The Spanish “Indignado” protesters who inspired the worldwide Occupy movement are out to conquer city halls and regional governments across Spain in elections on Sunday.
After swamping Spanish squares and streets from 2011 onwards to rage against unemployment, corruption and crisis-linked spending cuts, the onetime street movements have morphed to become parties and are now running for office.
Two new electoral contenders have harnessed the popular unrest of the “Indignado” movement: centrist party Ciudadanos and left-wing Podemos, which has the support of countless smaller “citizen platforms”.
They have transformed Spain's political landscape ahead of a general election due around November — and Sunday's regional and local elections are being seen as a key test of their growing strength.
“In practically all the main provincial towns there are citizen platforms running for office,” said Pablo Simon, a political scientist at Madrid's Carlos III University.
“They could decide the result in many cases — if not by winning the city hall then at least by coming second.”
The new groups are challenging the two big parties that have taken turns running Spain for more than 30 years: the conservative governing Popular Party (PP) and the main opposition Socialists.
Polls have consistently shown the PP losing support and in recent surveys the protest groups were polling strongly in Spain's two biggest cities, Madrid and Barcelona.
In the race for mayor in the conservative stronghold of Madrid, Manuela Carmena, a 71-year-old former judge running for the Podemos-backed movement Ahora Madrid, was level on votes in one poll with the combative PP stalwart Esperanza Aguirre.
In Barcelona, an official poll showed the “Indignada” activist Ada Colau in first place, though she would need to make an alliance to govern the city.
Polls show the tide could also start to turn in smaller northern regions, where Podemos could enter regional government coalitions.
“Podemos could finish second in Aragon and in Asturias,” said Simon. “In Navarra it may even come first. Those could be the first places where the new parties get a chance to govern.”
Crisis and corruption
Voters will punish both big parties for the hardships of the recent economic crisis as well as the corruption scandals that fill Spain's newspapers and airwaves every day.
Economic growth is gradually improving, but the unemployment rate was at more than 23 percent at the last count and anti-austerity campaigners say recovery is not yet reaching the poorest.
Promising to defend the poor, Podemos started to turn Spanish politics on its head when it won 1.2 million votes in European elections a year ago.
A few months later support for Catalan party Ciudadanos surged too after it launched nationwide, drawing voters who find Podemos too radical.
Among them is Juan Escriva, a 34-year-old lawyer. He recalls joining the Indignado protests on Madrid's Puerta del Sol square in 2011.
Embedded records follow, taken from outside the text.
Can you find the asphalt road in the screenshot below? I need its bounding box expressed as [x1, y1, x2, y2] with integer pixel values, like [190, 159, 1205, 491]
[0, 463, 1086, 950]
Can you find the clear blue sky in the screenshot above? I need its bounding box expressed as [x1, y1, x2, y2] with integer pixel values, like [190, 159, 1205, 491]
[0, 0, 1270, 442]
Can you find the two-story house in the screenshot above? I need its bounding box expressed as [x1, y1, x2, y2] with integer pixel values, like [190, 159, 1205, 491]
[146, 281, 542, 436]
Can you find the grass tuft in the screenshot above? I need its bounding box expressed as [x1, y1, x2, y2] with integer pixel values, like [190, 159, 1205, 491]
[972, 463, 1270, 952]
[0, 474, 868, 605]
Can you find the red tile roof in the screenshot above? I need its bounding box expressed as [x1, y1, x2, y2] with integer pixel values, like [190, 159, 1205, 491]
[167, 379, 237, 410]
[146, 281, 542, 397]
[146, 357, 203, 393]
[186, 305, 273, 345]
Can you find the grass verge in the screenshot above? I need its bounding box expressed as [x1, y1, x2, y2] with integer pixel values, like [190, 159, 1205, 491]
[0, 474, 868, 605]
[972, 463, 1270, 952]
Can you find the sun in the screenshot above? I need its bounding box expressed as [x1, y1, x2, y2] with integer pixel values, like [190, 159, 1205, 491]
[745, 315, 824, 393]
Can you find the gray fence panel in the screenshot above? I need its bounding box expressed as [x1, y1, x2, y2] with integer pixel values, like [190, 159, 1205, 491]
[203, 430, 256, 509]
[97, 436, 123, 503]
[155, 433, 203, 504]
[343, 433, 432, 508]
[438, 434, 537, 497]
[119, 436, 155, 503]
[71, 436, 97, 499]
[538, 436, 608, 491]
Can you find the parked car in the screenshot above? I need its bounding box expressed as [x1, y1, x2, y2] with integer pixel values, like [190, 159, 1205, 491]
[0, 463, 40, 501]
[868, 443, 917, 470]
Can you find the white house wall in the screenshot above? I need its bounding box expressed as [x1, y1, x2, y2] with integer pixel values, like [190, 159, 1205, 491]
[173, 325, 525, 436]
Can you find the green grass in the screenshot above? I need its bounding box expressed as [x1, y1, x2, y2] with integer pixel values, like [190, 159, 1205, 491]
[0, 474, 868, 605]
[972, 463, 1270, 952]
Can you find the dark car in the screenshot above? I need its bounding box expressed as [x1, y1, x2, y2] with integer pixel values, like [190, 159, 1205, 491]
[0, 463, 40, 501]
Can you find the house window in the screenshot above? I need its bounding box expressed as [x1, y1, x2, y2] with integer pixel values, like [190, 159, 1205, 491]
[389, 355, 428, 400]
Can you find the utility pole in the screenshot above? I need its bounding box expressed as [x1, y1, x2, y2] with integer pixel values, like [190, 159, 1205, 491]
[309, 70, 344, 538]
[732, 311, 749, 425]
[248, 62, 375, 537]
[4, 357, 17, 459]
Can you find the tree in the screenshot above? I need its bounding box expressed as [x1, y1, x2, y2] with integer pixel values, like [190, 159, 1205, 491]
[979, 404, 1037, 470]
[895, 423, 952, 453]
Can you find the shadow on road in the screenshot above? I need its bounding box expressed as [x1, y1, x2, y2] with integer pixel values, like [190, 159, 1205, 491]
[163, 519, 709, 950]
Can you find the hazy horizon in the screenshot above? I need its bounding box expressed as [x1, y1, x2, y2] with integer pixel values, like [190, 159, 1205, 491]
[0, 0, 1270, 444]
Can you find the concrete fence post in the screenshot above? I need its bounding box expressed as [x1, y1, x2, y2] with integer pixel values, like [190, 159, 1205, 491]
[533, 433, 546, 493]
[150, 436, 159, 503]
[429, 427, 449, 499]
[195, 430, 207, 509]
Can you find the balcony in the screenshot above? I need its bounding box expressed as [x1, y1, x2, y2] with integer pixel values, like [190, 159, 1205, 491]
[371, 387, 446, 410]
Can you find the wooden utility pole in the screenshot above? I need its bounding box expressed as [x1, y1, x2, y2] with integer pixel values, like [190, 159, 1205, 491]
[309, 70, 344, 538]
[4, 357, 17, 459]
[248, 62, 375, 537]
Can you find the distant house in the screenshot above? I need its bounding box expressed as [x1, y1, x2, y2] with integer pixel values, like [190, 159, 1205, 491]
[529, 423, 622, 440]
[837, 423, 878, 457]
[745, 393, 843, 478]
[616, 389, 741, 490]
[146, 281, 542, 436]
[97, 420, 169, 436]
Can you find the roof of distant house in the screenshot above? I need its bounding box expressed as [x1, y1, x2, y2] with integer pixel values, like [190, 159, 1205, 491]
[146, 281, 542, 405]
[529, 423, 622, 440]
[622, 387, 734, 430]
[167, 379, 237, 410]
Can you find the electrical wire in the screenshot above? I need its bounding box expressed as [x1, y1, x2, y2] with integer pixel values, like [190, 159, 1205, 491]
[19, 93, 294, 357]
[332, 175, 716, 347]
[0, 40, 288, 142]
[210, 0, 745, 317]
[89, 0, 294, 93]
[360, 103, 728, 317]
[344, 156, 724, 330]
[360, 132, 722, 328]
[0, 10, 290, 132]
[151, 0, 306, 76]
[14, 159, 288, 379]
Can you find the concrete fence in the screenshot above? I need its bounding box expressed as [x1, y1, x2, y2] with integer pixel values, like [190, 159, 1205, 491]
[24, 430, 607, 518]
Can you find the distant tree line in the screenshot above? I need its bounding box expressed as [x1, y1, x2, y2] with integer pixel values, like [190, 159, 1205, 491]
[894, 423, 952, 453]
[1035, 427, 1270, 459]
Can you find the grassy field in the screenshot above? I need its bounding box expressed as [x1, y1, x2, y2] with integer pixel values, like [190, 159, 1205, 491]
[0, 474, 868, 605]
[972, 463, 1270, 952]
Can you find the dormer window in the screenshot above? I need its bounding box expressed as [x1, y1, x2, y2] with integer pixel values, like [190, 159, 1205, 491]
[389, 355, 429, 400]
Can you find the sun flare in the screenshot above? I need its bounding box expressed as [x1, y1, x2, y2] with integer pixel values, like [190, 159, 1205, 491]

That was part of a wave of demonstrations that the Occupy Wall Street movement later cited as an inspiration, along with uprisings in the Arab world.
“What attracts me about Ciudadanos is the idea of choosing the good bits from different parties and combining them,” he said.
The two-party system that followed Spain's emergence from dictatorship in the 1970s seems to be coming to an end.
“There is no doubt that a majority of Spaniards want change. What they want now are governments that make pacts and engage in dialogue,” said Jose Pablo Ferrandiz from major pollster Metroscopia.
“That is truly something new in Spain. We are not used to coalition governments.”
Simon said a new multi-party system could lead to long-overdue reforms of the courts and other state institutions untouched since the years of transition from the Franco dictatorship.
“We have gone for practically 30 years without altering our institutional system. That is what will be on the agenda from this year onwards.”